8-0 start is Cornell’s best since 1971-72:
Cornell’s 8-0 start is its first since the 1971-72 season, when it reached the national championship game before losing to B.U. You don’t need to go back much further to find another perfect start for Cornell — the Red went 29-0 in its 1969-70 national championship season.
Cornell started the 2017-18 season 7-0 before a loss to Clarkson ended the team’s perfect start.
Cornell is outscoring opponents 20-6 in second periods so far this season, and 20 of the team’s 36 total goals have come in the middle frame.
While the Red hasn’t gotten off to terrific starts — junior goaltender Matt Galajda bailed the team out during slow starts against Quinnipiac and Princeton — the team has worn down opponents with its depth.

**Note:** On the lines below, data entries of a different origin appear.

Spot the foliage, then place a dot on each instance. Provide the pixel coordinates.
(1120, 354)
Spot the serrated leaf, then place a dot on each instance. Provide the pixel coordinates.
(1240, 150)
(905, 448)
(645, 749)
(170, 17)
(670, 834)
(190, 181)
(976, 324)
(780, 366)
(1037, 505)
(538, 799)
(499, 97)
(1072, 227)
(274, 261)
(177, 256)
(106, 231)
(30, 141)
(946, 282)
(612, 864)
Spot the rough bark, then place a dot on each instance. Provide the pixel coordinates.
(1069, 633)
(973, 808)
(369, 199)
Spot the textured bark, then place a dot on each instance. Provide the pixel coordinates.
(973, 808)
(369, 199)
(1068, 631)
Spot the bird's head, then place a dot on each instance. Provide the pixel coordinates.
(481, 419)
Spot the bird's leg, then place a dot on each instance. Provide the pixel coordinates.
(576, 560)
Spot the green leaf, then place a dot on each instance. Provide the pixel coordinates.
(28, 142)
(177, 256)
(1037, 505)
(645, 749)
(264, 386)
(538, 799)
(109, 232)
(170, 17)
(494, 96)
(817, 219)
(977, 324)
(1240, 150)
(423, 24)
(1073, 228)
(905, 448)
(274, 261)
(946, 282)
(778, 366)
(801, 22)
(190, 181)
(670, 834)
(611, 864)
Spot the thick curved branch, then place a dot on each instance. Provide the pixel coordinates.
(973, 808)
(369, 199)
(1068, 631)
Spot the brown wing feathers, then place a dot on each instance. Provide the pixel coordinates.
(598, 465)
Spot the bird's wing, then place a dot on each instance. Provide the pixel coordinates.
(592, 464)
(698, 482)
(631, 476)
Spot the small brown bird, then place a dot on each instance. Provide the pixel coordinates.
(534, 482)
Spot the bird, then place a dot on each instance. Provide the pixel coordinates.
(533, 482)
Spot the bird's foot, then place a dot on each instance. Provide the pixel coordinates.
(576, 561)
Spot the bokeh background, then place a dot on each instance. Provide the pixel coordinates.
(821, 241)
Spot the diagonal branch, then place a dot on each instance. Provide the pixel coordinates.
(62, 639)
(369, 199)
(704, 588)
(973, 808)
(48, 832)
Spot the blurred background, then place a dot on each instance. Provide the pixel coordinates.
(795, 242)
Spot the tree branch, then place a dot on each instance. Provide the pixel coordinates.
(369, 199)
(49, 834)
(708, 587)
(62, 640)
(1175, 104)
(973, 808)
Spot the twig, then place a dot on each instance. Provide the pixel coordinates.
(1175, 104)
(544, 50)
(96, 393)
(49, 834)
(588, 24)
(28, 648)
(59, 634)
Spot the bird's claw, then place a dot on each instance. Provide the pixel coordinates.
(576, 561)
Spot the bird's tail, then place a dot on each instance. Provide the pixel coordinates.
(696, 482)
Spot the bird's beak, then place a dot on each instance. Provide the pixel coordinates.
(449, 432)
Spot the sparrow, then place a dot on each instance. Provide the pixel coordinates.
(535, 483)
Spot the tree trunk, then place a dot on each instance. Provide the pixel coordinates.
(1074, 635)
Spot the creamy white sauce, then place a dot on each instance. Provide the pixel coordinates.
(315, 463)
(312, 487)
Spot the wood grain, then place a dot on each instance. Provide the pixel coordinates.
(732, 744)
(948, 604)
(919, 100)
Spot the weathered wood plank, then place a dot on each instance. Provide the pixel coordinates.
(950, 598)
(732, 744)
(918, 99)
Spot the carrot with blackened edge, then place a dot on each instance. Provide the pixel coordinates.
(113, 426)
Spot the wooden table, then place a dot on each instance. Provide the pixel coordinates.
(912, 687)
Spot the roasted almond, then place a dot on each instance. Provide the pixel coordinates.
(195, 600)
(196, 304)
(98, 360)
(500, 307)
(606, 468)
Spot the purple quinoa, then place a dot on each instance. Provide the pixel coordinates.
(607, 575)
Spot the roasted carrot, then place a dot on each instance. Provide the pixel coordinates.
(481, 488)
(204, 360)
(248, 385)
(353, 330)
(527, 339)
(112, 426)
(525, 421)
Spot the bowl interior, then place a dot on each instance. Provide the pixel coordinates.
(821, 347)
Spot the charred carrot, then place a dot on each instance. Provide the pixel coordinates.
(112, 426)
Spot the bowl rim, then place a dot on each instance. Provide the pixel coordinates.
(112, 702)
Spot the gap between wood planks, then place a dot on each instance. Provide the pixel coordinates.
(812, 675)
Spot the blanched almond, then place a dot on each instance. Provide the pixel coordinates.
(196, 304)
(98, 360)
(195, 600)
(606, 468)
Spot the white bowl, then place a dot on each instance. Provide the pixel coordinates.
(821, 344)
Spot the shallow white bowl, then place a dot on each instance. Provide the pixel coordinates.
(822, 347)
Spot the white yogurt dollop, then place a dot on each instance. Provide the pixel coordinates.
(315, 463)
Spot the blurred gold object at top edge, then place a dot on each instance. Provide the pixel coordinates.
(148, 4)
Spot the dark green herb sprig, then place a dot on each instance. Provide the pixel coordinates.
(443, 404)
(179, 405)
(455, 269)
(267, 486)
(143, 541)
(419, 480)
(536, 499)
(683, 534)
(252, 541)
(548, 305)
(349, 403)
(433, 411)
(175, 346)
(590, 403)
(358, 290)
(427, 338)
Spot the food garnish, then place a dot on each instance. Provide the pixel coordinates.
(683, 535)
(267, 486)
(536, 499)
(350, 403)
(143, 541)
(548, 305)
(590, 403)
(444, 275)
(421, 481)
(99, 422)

“We haven’t had crazy good starts; we haven’t made a living off of starting the game and breaking [opponents’] will right away, but it just seems like if we play our game, teams have a hard time maintaining pressure for more than the first period,” said senior forward and captain Jeff Malott.
Defense-first center does it all:
Cornell’s line of Tristan Mullin, Kyle Betts and Noah Bauld is usually tasked with shutting down opponents’ top lines and has turned in impressive defensive performances all season, recently shutting out Odeen Tufto and Quinnipiac’s top line. But on Saturday, the trio got a chance to get on the scoresheet: Mullin’s second-period 4-on-4 goal gave the Red a two-goal lead, Betts assisted on each of the team’s first two goals and Bauld also added an assist.
“Those guys kind of lead the way for us,” head coach Mike Schafer ’86 said of Mullin, Betts and Bauld after the win over Princeton. “Back-to-back nights where those guys kept the other team’s top line off the scoreboard and at the same time they contributed offense, so it’s a real bonus situation for those guys.”
Betts has impressed Schafer with his speed and consistency. The bench boss compared Betts to another player who wore No. 11 on his sweater: three-time Stanley Cup winner John Madden, a defensive center who played 12 seasons in the NHL, mainly for the New Jersey Devils. Madden won the Frank J. Selke Trophy — given to the NHL’s best defensive forward — in 2001 and thrice finished second in voting for the award.
“Just that consistency. What makes [Betts] so hard to play against [is] he’s so fast and so tenacious,” Schafer said. “Combine that with Tristan and Noah, they’re just a very difficult line to play against. They’ll be physical, they can skate, they’re tenacious and so it’s a long night for the opposing team.”
Like Madden was during his career, Betts is one of his team’s best penalty killers. He helped lead the Red’s PK to a 5-for-5 night against Quinnipiac and a 5-for-6 night against Princeton. Against the Tigers, the junior center drew a penalty on a breakaway scoring chance, negating a Princeton man advantage. He also won 12 of his 13 faceoffs on Saturday.